Stories of Moore and others like her are forcing the overwhelmingly white state, known for its mountains, maple syrup, and progressive political icon Bernie Sanders, to face the reality that some of its citizens of color don’t feel welcome within its bounds.
Last year, in a move welcomed by those advocating for racial equality, Burlington, the state’s largest city, located two hours north of Rutland, declared racism a public health emergency as coronavirus pandemic affected people of color disproportionately.
About a year ago, the state appointed an executive director for racial equity, who recently told VTDigger that she feels “sufficiently whelmed” in her efforts to advocate for racial equality. Lawmakers have expressed support for expanding her position into an office with more staff members.
But in Rutland County, residents and officials are often divided about whether systemic racism exists at all, and the division often overflows into a debate that centers around who should receive help.
After marble quarries closed in the late 20th century, and some industries shuttered, Rutland has struggled from population decline. In the last decade, a manifestation of the opioid epidemic underscored issues of poverty.
In 2016, residents debated whether to locally resettle 100 Syrian families who sought refuge in the United States. President Donald Trump’s decision to ban most Syrians from the country largely halted that effort in its tracks — only four families made it to Rutland before the ban took hold.

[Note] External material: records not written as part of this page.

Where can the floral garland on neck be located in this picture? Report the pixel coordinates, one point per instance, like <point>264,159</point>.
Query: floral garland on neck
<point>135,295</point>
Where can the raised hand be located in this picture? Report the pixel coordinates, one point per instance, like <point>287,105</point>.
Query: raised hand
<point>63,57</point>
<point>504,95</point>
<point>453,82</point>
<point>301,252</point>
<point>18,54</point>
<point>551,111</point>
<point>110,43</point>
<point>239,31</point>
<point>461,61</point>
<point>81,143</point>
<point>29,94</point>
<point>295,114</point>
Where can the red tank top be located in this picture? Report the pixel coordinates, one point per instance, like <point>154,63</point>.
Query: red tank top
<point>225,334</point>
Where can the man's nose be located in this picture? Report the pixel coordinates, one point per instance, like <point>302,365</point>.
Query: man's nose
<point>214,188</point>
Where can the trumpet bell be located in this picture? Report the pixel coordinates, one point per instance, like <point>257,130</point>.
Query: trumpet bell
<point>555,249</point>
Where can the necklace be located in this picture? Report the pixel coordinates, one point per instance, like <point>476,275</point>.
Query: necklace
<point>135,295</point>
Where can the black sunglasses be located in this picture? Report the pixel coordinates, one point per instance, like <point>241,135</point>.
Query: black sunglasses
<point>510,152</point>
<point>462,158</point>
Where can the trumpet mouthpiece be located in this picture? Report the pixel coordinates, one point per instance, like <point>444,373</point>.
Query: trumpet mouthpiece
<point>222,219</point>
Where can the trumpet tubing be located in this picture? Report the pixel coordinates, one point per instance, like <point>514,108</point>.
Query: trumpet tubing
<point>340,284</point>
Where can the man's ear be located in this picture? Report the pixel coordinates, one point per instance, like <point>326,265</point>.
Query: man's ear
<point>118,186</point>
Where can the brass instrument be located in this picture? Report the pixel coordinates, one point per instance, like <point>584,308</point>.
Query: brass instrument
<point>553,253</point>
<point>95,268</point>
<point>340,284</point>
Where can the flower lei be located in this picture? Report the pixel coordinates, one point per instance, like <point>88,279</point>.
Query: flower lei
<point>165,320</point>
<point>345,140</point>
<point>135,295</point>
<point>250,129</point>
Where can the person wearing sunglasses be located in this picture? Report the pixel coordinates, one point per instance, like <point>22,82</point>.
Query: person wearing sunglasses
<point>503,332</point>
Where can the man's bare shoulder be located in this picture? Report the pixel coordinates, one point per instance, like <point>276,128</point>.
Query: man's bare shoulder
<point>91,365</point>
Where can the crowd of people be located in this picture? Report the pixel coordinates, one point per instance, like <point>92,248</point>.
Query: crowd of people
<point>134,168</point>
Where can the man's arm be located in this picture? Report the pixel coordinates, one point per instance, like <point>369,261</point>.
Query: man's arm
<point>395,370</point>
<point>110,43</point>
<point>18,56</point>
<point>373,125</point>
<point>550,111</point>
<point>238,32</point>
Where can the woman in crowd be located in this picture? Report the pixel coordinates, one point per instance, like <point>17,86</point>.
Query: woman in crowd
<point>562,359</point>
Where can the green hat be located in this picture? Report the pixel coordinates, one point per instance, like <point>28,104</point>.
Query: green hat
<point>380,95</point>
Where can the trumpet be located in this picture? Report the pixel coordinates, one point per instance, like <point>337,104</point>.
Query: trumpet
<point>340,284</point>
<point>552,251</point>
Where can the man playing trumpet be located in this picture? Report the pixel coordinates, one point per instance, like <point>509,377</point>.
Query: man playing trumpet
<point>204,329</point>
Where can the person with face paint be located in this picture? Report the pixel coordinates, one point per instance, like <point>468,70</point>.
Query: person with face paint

Most recently, alumni, teachers and students began to question whether the Rutland High School’s nickname, the Raiders, and its arrowhead imagery, should change because of its historical ties to harmful Native American stereotypes. School board members recently voted to change the mascot, but some city officials fought for a community-wide vote, hoping to reverse the board’s decision.
‘How can such a thing happen here’?
Despite often contentious discussions, news about Moore’s departure sent shock waves through the community.
“It was sort of like, how can such a thing happen here?” said Joe Kraus, the former chairman of a local organization called Project VISION, which was founded to address the opioid epidemic, but has since expanded. “That, I think, really sobered us up. This is not somebody else’s issue to deal with. It’s our issue to deal with.”
In late August, sitting on the front steps of the house she’d soon leave, Moore said she wanted the community to acknowledge that racism exists in southern Vermont.
Moore isn’t the first person of color to leave a position of power in the southern part of the state after facing harassment.
In 2018, the state’s only Black legislator, Kiah Morris, was stalked and harassed by a white supremacist until she declined, despite popularity in her district, to run again. Since then, she’s moved out of Bennington, a town close to Vermont’s southern border. The story went national, but a year later, things in Bennington hadn’t changed.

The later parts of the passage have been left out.